Gaussian Process Latent Variable Models (GPLVM) with SVI

Vidhi Lalchand, 2021

Introduction

In this notebook we demonstrate the GPLVM model class introduced in Lawrence, 2005 and its Bayesian incarnation introduced in Titsias & Lawrence, 2010.

GPLVMs use Gaussian processes in an unsupervised context, where a low dimensional representation of the data (\(X \equiv \{\mathbf{x}_{n}\}_{n=1}^{N}\in \mathbb{R}^{N \times Q}\)) is learnt given some high dimensional real valued observations \(Y \equiv \{\mathbf{y}_{n}\}_{n=1}^{N} \in \mathbb{R}^{N \times D}\). \(Q < D\) provides dimensionality reduction. The forward mapping (\(X \longrightarrow Y\)) is governed by GPs independently defined across dimensions \(D\). Q (the dimensionality of the latent space is usually fixed before hand).

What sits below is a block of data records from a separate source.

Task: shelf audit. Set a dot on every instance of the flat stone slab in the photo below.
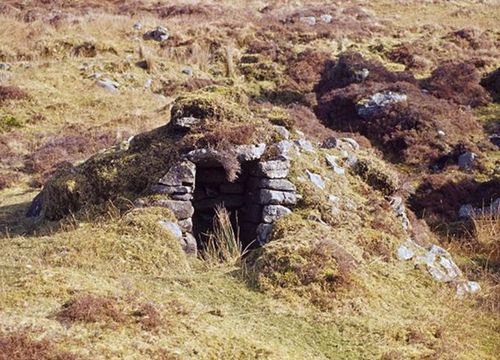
(272, 213)
(273, 169)
(183, 173)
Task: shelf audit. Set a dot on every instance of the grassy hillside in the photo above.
(78, 78)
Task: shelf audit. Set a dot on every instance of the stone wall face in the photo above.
(194, 187)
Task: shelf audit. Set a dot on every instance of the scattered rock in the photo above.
(332, 161)
(374, 105)
(399, 208)
(495, 140)
(305, 145)
(316, 179)
(281, 130)
(405, 253)
(159, 34)
(467, 287)
(187, 71)
(329, 143)
(272, 213)
(108, 85)
(276, 197)
(308, 20)
(326, 18)
(273, 169)
(264, 234)
(250, 152)
(188, 244)
(173, 228)
(348, 144)
(284, 149)
(185, 123)
(36, 206)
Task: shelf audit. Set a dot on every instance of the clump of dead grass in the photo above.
(19, 346)
(11, 92)
(90, 309)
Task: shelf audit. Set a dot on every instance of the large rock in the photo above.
(275, 197)
(272, 213)
(181, 174)
(181, 209)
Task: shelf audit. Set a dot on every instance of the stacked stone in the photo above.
(270, 194)
(177, 186)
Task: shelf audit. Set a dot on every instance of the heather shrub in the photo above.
(459, 83)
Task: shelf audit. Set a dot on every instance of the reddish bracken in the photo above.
(459, 83)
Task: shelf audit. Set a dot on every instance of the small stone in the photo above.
(326, 18)
(159, 34)
(282, 131)
(187, 71)
(308, 20)
(466, 211)
(467, 287)
(272, 213)
(275, 197)
(108, 85)
(332, 161)
(185, 123)
(495, 140)
(404, 253)
(305, 145)
(373, 106)
(250, 152)
(264, 232)
(284, 149)
(181, 174)
(188, 244)
(467, 160)
(273, 169)
(329, 143)
(36, 206)
(348, 144)
(316, 179)
(186, 225)
(171, 227)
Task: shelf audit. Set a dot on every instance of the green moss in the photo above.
(213, 103)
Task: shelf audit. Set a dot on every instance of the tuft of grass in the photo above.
(223, 244)
(89, 309)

One can either learn point estimates for each \(\mathbf{x}_{n}\) by maximizing the GP marginal likelihood jointly wrt. the kernel hyperparameters \(\theta\) and the latent inputs \(\mathbf{x}_{n}\). Alternatively, one can variationally integrate out \(X\) by using the sparse variational formulation where a variational distribution \(q(X) = \prod_{n=1}^{N}\mathcal{N}(\mathbf{x}_{n}; \mu_{n}, s_{n}\mathbb{I}_{Q})\). This tutorial focuses on the latter.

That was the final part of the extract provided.